The operation of a quartz clock is based on the piezoelectric property of quartz crystals. The operation of quartz clock is based on the piezoelectric property of quartz crystals. When an electric field is applied to the crystal, a change in its shape is produced and when the crystal is squeezed or physically deformed, it generates an electric field. When the crystal is put in a suitable electronic circuit, the interaction between mechanical stress and electric field induces the crystal to vibrate and generate a constant frequency electric signal which can be used to operate an electronic clock display.

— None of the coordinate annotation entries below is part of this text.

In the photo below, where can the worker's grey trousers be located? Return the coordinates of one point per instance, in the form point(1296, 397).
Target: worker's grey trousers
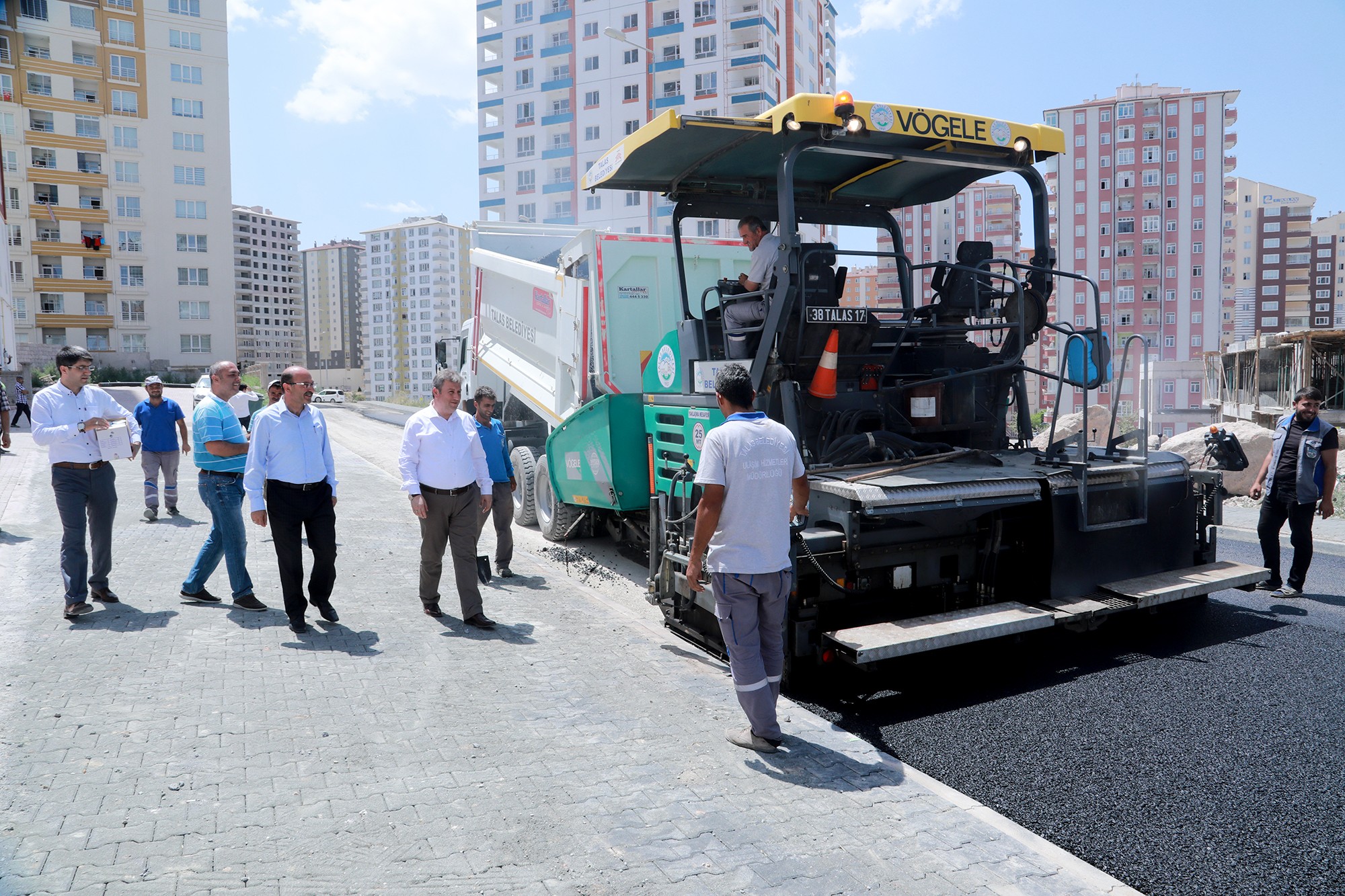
point(743, 314)
point(451, 521)
point(153, 462)
point(751, 610)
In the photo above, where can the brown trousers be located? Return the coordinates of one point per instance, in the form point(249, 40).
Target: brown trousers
point(451, 521)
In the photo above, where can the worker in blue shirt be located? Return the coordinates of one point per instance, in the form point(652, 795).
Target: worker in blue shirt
point(502, 475)
point(159, 446)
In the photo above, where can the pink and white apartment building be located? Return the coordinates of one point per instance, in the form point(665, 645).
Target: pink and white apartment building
point(556, 92)
point(1137, 206)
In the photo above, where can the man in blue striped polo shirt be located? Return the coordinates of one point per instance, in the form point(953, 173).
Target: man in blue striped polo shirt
point(220, 448)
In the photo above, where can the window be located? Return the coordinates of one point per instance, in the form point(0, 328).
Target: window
point(122, 32)
point(189, 175)
point(189, 142)
point(185, 75)
point(188, 108)
point(184, 40)
point(126, 103)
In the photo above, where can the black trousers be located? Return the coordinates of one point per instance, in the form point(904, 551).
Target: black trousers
point(1276, 510)
point(291, 514)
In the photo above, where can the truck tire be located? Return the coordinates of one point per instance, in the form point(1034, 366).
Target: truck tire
point(525, 473)
point(553, 517)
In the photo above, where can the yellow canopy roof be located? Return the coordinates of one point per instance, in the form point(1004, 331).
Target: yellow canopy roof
point(905, 155)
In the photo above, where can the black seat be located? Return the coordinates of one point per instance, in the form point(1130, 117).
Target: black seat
point(961, 292)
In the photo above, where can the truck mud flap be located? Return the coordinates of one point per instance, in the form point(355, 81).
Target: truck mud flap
point(884, 641)
point(1179, 584)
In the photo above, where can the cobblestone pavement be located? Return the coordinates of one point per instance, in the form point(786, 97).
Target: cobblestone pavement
point(157, 747)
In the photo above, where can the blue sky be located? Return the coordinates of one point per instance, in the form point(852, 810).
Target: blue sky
point(350, 115)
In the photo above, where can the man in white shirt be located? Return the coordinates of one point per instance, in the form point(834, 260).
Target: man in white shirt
point(753, 483)
point(449, 481)
point(766, 253)
point(65, 419)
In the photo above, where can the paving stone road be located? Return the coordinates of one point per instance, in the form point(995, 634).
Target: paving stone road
point(157, 747)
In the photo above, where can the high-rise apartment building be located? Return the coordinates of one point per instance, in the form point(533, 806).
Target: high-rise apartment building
point(1330, 267)
point(1137, 202)
point(115, 130)
point(1266, 259)
point(416, 295)
point(334, 311)
point(555, 92)
point(983, 212)
point(268, 298)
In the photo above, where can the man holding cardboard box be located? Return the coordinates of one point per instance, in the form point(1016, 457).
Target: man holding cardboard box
point(84, 430)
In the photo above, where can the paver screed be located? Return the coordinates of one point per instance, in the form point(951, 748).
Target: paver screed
point(162, 747)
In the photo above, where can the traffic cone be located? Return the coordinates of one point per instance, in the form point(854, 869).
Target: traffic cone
point(825, 380)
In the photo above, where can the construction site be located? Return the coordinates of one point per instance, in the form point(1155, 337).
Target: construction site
point(1256, 380)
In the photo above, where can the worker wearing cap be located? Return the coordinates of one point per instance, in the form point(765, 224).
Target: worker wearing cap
point(766, 252)
point(753, 483)
point(159, 448)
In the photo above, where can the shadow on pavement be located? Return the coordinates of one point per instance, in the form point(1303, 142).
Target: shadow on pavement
point(271, 618)
point(510, 633)
point(701, 658)
point(123, 618)
point(336, 638)
point(808, 764)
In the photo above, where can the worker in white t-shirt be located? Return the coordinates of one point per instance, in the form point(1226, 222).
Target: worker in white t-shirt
point(241, 404)
point(753, 485)
point(766, 252)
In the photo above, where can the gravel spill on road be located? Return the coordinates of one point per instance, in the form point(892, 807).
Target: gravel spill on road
point(1194, 751)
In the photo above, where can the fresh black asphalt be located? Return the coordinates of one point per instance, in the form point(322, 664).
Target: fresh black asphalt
point(1196, 749)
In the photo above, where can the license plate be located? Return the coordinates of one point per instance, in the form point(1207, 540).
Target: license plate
point(837, 315)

Quartz crystal clocks are better as by doing away with mechanical parts such as gears and escapements the disturbance in the frequency is removed. The crystal clocks relied on a mechanical vibration whose frequency was highly depended on the crystal’s size and shape. Hence, no two crystals can be precisely alike and have exactly the same frequency. These quartz clocks are still dominant in market as they have excellent performance and they are not expensive. But the accuracy of the quartz clocks has been surpassed with a huge margin by atomic clocks.

Atomic Clocks
The atomic clocks were based on the principle that atoms and molecules have resonances i.e. they absorb and emit electromagnetic energy at a frequency which is characteristic to that element or compound. These resonances are very stable over time and space as they vibrate with the same frequency all the time and irrespective of the location. The scientists saw an opportunity to make a clock using these atoms or molecules as a “pendulum”.
The microwaves (a kind of electromagnetic waves) required to interact with the atoms were found in the process of development of radar and very high frequency radio communications in the 1930s and 1940s. The focus of the research aimed at developing an atomic clock was focused initially on microwave resonance in the ammonia molecule. NIST (National Institute of Standards and Technology) build the first atomic clock based on ammonia. It did not perform much better than the standards which existed at that time. Hence, the attention was shifted on Cesium, which held more promise in terms of accuracy.
The first cesium clock was build by NIST in 1957 and a second unit was build soon for comparison testing. By 1960, the cesium standards were refined enough to be incorporated into the official timekeeping system of NIST.
The natural frequency of the cesium atoms was formally recognized as the new international unit of time in 1967. A second was defined as exactly 9,192,631,770 oscillations or cycles of the cesium atom’s resonant frequency and replaced the old second which was defined on the basis of earth’s motions. The best primary cesium standard of today is accurate to about one-millionth of a second per year.
In the present world several industries and sectors such as aviation, rail transport, communication, and manufacturing are dependent on highly accurate clocks. So the demands of the technology as well as the scientific research provide an impetus for the search for even more accurate clocks. NIST is working n next generation of cesium time standards at its Boulder laboratory.